Grinder's Switch is a location just outside Centerville, Tennessee, which consists of little more than the railroad switch for which it is named.

Grinder's Switch was also the fictional hometown of the comic character Minnie Pearl, created and portrayed at the Grand Ole Opry by comedian Sarah Ophelia Colley Cannon, who grew up in the nearby Colleyville neighborhood of Centerville.

Sarah Ophelia Colley Cannon's father was a lumberman who shipped logs from the Grinders depot on the Centerville branch of the Nashville, Chattanooga and St. Louis Railway. There was a team track at the depot, necessitating the installation of a switch. Long after the depot disappeared, the team track and its switch remained, thus the name "Grinder's Switch." Grinders was still listed in the railroad tariff book called "Official List of Open & Prepay Stations No. 82" dated November 15, 1967.

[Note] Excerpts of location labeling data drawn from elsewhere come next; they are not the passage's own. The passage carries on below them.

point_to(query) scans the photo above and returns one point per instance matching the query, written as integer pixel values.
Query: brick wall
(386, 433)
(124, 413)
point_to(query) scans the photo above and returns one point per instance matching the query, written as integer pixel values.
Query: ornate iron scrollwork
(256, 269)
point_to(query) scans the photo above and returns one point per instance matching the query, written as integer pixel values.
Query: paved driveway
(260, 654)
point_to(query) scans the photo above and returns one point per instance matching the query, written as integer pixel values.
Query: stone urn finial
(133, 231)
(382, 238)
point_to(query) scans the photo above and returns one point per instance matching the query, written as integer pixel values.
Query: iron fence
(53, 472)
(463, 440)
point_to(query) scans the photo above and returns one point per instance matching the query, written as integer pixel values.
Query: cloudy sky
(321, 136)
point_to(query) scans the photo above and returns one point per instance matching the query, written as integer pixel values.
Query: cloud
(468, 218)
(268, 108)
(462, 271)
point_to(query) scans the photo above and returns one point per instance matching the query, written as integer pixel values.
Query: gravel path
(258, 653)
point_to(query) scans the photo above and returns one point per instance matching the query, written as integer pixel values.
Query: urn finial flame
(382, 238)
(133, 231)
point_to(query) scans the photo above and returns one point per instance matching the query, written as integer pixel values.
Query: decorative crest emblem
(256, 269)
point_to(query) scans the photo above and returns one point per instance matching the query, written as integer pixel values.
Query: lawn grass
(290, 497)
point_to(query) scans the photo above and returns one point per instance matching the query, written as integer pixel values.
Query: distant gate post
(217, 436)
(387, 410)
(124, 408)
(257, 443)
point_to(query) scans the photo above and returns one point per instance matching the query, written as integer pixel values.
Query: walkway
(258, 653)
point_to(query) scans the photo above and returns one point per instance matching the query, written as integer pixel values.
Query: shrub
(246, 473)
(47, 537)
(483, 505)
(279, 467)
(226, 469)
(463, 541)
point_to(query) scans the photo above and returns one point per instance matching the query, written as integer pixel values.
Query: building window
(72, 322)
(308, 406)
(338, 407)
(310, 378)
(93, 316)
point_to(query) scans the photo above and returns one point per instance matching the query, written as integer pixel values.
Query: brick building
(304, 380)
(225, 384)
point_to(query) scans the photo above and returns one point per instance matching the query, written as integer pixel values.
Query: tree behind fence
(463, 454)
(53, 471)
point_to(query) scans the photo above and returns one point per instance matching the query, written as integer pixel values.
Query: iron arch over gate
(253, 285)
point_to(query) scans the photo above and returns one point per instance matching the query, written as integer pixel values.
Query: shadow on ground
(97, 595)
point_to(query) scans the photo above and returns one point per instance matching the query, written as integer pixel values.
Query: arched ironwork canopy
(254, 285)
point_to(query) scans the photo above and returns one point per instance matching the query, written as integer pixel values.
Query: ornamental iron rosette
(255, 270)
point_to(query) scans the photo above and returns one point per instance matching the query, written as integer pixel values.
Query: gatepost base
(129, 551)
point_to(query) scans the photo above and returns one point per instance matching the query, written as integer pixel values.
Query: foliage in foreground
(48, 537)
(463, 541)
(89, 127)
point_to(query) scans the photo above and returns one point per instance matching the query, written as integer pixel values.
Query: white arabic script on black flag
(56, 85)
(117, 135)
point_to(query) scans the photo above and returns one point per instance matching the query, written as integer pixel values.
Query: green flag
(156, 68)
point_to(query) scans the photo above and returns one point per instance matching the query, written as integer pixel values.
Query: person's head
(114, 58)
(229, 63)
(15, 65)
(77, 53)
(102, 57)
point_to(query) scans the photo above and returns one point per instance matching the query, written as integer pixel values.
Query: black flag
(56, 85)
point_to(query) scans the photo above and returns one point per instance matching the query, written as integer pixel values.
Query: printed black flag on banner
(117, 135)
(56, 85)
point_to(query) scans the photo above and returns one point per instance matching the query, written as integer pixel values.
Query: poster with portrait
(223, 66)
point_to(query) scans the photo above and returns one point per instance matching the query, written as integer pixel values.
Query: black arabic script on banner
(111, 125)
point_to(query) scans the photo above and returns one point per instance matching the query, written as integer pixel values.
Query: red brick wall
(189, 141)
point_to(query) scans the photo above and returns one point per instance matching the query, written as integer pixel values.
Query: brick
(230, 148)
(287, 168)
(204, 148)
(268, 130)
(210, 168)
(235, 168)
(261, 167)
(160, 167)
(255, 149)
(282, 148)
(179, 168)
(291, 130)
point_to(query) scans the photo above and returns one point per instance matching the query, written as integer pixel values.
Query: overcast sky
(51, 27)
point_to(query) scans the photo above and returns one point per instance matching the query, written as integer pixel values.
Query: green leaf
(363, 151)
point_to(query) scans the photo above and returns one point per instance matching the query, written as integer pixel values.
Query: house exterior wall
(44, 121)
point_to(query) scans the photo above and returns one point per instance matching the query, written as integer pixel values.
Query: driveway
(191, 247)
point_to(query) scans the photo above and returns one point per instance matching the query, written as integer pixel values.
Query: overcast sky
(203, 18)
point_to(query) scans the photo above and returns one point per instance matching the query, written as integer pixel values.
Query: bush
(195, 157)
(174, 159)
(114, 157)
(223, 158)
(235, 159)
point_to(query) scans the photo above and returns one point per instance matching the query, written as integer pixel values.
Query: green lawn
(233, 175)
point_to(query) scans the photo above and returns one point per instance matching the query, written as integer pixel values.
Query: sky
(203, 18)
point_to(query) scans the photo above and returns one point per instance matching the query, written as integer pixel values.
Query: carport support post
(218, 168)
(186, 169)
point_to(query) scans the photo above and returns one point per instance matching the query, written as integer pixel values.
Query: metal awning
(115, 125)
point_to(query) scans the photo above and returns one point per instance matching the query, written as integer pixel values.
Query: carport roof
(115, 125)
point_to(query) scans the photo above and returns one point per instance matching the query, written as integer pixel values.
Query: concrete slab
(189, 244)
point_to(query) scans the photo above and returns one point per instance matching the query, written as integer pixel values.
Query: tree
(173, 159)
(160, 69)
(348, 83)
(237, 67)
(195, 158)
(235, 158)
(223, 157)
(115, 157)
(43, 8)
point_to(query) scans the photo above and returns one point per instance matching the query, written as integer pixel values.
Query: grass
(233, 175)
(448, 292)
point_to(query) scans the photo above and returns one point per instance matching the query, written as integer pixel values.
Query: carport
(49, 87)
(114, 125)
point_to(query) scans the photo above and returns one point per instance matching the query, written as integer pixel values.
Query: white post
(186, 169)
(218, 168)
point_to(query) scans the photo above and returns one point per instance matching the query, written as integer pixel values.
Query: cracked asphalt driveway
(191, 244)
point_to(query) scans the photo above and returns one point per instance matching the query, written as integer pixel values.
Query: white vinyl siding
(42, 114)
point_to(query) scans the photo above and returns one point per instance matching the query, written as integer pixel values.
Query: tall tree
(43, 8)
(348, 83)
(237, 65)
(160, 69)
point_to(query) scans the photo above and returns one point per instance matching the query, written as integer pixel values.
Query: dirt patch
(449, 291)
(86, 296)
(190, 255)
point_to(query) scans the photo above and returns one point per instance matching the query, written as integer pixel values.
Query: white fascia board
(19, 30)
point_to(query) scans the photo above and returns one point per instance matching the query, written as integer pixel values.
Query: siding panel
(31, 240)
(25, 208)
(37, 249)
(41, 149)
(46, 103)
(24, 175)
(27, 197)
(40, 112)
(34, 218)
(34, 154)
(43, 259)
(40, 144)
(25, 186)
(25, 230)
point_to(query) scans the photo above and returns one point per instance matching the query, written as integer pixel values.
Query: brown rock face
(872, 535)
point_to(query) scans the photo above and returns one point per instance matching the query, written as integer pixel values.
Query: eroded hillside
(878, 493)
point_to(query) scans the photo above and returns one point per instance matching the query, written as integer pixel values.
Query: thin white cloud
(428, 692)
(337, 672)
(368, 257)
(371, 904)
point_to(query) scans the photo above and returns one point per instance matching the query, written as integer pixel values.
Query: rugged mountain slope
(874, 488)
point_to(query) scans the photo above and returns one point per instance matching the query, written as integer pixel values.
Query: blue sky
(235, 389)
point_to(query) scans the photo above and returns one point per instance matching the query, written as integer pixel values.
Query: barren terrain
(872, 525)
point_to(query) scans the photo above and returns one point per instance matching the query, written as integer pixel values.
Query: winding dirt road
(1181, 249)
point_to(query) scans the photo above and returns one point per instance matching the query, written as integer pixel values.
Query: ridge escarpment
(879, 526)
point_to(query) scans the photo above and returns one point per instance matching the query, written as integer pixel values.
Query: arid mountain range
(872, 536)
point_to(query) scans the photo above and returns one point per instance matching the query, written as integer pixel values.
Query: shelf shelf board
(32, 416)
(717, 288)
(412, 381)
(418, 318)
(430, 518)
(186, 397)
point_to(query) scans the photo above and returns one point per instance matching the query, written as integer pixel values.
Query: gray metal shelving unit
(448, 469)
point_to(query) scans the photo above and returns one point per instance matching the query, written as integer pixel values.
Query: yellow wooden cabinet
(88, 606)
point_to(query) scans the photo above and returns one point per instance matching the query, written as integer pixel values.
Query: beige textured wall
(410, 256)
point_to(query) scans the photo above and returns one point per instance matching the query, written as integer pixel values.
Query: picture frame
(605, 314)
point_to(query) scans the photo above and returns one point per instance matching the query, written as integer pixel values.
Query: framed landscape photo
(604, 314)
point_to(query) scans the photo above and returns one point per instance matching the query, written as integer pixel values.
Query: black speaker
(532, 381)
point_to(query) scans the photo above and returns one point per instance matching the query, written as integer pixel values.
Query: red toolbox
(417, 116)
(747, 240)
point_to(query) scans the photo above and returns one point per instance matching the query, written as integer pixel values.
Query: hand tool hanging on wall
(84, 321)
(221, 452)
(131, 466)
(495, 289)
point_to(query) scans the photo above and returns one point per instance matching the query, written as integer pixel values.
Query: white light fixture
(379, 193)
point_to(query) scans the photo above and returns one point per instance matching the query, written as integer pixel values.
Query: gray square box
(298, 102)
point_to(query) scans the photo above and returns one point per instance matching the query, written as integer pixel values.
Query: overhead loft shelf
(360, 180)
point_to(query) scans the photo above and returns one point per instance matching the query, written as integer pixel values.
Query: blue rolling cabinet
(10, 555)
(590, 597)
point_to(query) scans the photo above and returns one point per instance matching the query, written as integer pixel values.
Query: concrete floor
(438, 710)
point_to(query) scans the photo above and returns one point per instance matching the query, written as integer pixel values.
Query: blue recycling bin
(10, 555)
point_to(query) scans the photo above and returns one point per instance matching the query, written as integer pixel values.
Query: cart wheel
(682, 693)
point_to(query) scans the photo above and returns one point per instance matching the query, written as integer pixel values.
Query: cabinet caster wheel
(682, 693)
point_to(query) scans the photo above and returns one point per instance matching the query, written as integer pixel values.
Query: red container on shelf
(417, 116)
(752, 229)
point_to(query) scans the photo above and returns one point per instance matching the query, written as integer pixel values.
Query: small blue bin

Sarah Colley sometimes accompanied her father to the Grinders depot, where the local characters would hang out. This was part of her inspiration for her "Cousin Minnie Pearl" routine.

Minnie Pearl closes her autobiography:

People always ask me, "Where is Grinder's Switch?"
As I grow older, the place is no longer a little, abandoned landing switch on a railroad in Hickman County. Grinder's Switch is a state of mind -- a place where there is no illness, no war, no unhappiness, no political unrest, no tears. It's a place where there's only happiness --where all you worry about is what you are going to wear to the church social, and if your feller is going to kiss you in the moonlight on the way home.

So much unwarranted traffic to Grinder's Switch, looking for the hometown Pearl described, was generated by tourists following the road sign, that the Hickman County Highway Department was finally motivated to change the designation on the sign to "Hickman Springs Road."

A "Grinder's Switch" theme park was proposed for the area, with promoters going so far as to move the former railroad depot of Slayden, Tennessee to the area to serve as one of its buildings, but little more seems to have been done in regard to developing the park to this point. The park failed and all investors lost their money. The railroad depot remains, though. Hickman County bought the land and now operates the Hickman County Agriculture Pavilion there. The Hickman County Fair is located at the Ag Pavilion.